An RM-ANOVA model was implemented with all the dMRI data for the three-way cross species comparison with the following factors: Within subjects factors of Pathway (dorsal, ventral), Hemisphere (left, right); Between subjects factor of Species (macaque, chimpanzee, human). The analysis showed an interaction of Species and Pathway (F2,6=18.1, p=0.003) reflecting the relatively larger dorsal pathway in humans and ventral pathways in monkeys and apes (see Fig. 3). There was also an interaction of Species, Pathway and Hemisphere (F2,6=20.7, p=0.002), driven by the left lateralization of the human dorsal pathway relative to the more symmetrical pathways in the other species. No other effects or interactions were significant.

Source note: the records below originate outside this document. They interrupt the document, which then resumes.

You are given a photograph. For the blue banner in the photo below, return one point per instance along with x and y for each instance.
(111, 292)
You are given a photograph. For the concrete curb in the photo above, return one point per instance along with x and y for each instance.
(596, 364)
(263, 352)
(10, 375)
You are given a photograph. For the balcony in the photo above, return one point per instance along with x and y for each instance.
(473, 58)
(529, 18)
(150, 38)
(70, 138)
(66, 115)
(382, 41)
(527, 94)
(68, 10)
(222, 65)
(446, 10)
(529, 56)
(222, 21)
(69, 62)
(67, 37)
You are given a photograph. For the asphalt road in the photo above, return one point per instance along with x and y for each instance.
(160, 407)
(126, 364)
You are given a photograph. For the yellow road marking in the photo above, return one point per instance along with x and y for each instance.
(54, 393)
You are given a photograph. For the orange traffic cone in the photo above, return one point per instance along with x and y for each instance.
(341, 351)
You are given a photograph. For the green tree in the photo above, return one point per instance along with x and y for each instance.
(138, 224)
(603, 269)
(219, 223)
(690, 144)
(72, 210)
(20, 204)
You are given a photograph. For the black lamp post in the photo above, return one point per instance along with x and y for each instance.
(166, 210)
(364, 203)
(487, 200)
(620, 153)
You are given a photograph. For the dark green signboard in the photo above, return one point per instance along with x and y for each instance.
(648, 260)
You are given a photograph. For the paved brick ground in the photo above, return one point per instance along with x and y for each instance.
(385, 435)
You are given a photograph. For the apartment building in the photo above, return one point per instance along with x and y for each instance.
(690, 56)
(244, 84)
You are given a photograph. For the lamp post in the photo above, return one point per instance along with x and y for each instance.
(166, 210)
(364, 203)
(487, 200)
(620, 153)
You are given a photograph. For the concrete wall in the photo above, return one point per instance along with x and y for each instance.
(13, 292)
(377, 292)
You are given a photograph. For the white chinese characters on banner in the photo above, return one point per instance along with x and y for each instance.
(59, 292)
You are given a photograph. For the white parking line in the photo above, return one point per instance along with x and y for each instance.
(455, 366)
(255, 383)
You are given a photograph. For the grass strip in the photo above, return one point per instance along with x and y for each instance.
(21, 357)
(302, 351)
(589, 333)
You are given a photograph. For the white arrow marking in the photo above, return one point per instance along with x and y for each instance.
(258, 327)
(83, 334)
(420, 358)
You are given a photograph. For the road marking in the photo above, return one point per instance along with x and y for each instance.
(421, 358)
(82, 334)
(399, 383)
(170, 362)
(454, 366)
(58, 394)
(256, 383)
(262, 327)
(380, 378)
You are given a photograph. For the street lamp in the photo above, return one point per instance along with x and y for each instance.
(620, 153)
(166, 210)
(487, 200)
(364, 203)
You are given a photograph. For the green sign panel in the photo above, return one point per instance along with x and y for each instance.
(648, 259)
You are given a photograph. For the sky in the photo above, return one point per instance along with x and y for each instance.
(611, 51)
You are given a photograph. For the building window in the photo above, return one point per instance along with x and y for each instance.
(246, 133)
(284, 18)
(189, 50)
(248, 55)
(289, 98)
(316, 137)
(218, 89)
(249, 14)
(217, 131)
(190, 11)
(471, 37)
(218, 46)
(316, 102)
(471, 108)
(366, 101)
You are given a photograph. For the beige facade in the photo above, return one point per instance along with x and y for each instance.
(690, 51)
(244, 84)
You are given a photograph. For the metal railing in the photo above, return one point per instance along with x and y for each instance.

Data Availability and Accession Code Availability Statements

The ultra-high resolution post mortem macaque dataset is from a previously shared resource. The chimpanzee and human datasets are from available resources (http://www.chimpanzeebrain.org, group S500 of the Human Connectome Project). The awake macaque dMRI data is available from Open Science Framework, accession site (https://osf.io/arqp8/) and will be made available in the primate MRI open data sharing resource (PRIME-DE: http://fcon_1000.projects.nitrc.org/indi/indiPRIME.html). The regions of interest are available in available atlases or as part of prior publications.

Code Availability:

custom code and analyses were not required. Available analysis pipelines used FSL (FDT v. 6.0.1) and other processing pipelines as noted.